Un 18 avril autour de la lagune de Fuente de piedra

Située à 400 mètres au dessus du niveau de la mer et isolée de la Méditerranée par 50 kilomètres de cordillère bétique, la lagune de Fuente de piedra, la plus grande d'Andalousie, est en réalité un grand lac salé qui recueille les eaux de ruissellement d'un bassin d'un peu plus de 150 km2. Ce bassin a la propriété d'être endorhéique, c'est-à-dire que ses eaux ne peuvent s'échapper que par évaporation.
À Fuente de piedra, malgré la dimension respectable de l'étendue d'eau (6,5 km de long sur 2,5 de large, pour une profondeur de seulement 50 centimètres), les 470 millimètres de précipitations annuelles ne suffisent pas à compenser l'évaporation estivale et les 1300 hectares du lac disparaissent entre le mois de juillet et les premières pluies d'automne.


Aussi improbables que paraissent les conditions de vie en raison de l'absence d'eau ou de sa salinité fluctuant entre 9 et 220 grammes par litre (à titre d'exemple, celle de l'eau de mer est d'environ 35 g/l), cet écosystème abrite la plus grande colonie de flamants roses d'Espagne et la deuxième d'Europe. Les quelques 12000 échassiers y trouvent suffisamment de zooplancton pour nourrir leur progéniture jusqu'à l'assèchement du lac. Aussi, quand on le visite en avril et que l'on constate la diversité de la faune, notamment aquatique, on a peine à imaginer que le paysage puisse se transformer au point de ne laisser voir qu'une croûte de sel.

Lapin de Garenne
Émyde lépreuse

Un 18 avril au sommet du "Torcal de Antequera"

À 5 km au sud de la petite ville andalouse d'Antequera, se trouve un des plus beaux massifs karstiques d'Europe. Le Torcal, avec ses 1300 mètres d'altitude fait partie de la cordillère bétique qui longe la Méditerranée au sud de l'Espagne et se prolonge en Afrique du Nord par delà le détroit de Gibraltar.
Vu d'en bas, le Torcal d'Antequera ressemble à n'importe quelle autre montagne. La beauté fascinante de ce karst, produit par l'action dissolvante de l'eau sur les roches calcaires, se révèle au fur et à mesure que l'on accède au plateau sommital. On découvre alors un labyrinthe de canyons creusés dans la pâleur grisâtre d'une roche empilée en strates, dont l'horizontalité et la régularité ont quelque chose de surnaturel. Quelques végétaux s'acharnent à conquérir ce monde minéral, mais leur maigreur témoigne de la difficulté de la tâche et ne fait que souligner l'hostilité des lieux à l'égard du vivant.
Et pourtant, de la vie il y en a, et depuis longtemps comme en témoignent les fossiles d'ammonites incrustés dans le calcaire. À ce jour, on a recensé 116 espèces de vertébrés et 664 espèces de plantes. Certaines sont endémiques et si rares qu'une partie de la montagne, déjà instituée patrimoine mondial de l'UNESCO pour ses particularités géologiques, est protégée par son statut de réserve naturelle.
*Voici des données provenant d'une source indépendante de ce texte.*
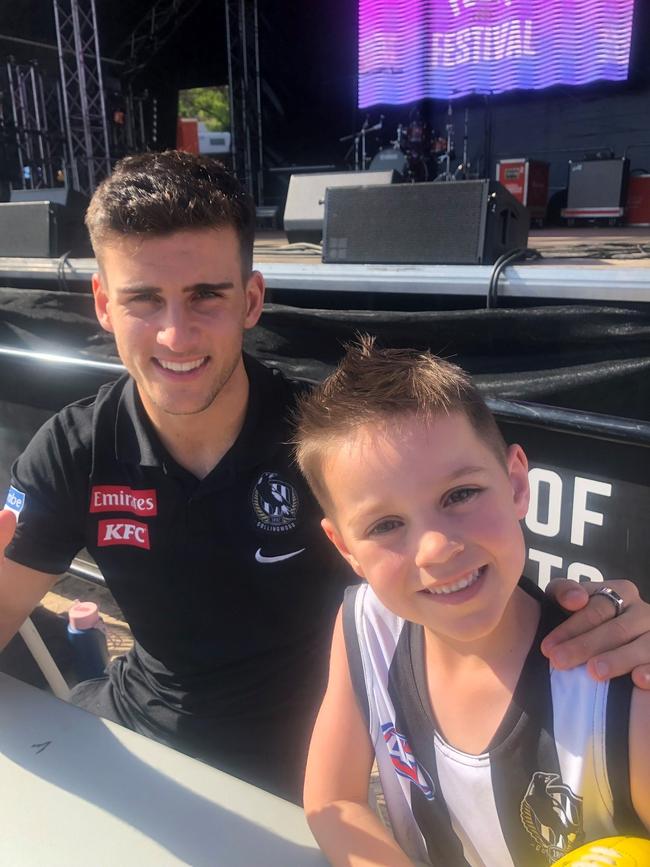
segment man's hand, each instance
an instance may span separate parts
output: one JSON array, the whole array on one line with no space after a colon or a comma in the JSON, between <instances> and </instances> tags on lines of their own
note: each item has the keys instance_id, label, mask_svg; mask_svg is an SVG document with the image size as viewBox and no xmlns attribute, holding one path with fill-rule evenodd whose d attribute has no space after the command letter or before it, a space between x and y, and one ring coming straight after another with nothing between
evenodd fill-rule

L'histoire du Torcal commence au Jurassique, il y a 200 millions d'années, lorsque la Pangée se sépare en deux masses continentales: Laurasia au nord (qui donnera naissance à l'Europe et à l'Amérique du Nord), et Gondwana au sud (qui se séparera en Amérique du Sud, Afrique, Inde, Australie et Antarctique). Les deux nouveaux continents sont alors séparées par l'embryon de l'océan Atlantique et la partie occidentale de l'immense océan Téthys, ancêtre de la mer Méditerranée. Pendant les 175 millions d'années suivants, les sédiments vont s'accumuler au fond de cet océan sur plusieurs milliers de mètres d'épaisseur. Au miocène, il y a environ 25 millions d'années, la dérive de la plaque africaine vers la plaque européenne, qui se poursuit encore aujourd'hui, provoque la fermeture de Téthys, ainsi que le plissement et l'émergence de son plancher océanique sous la forme de la cordillère bétique et des Alpes.

Extrait de : Pezzi Manuel. Le Torcal d'Antequera (Andalousie) : un karst structural retouché par le périglaciaire. Méditerranée, deuxième série, tome 21, 2-1975. pp. 23-37

Dans cet ensemble, le Torcal n'est autre que le sommet d'un anticlinal (un pli en forme de dome, par opposition au synclinal en forme de cuvette), ce qui explique l'horizontalité presque parfaite des strates. L'eau de ruissellement s'est ensuite infiltrée dans les failles créées par la tension des roches au cours du plissement et a dissout les calcaires pour former ce relief si spectaculaire.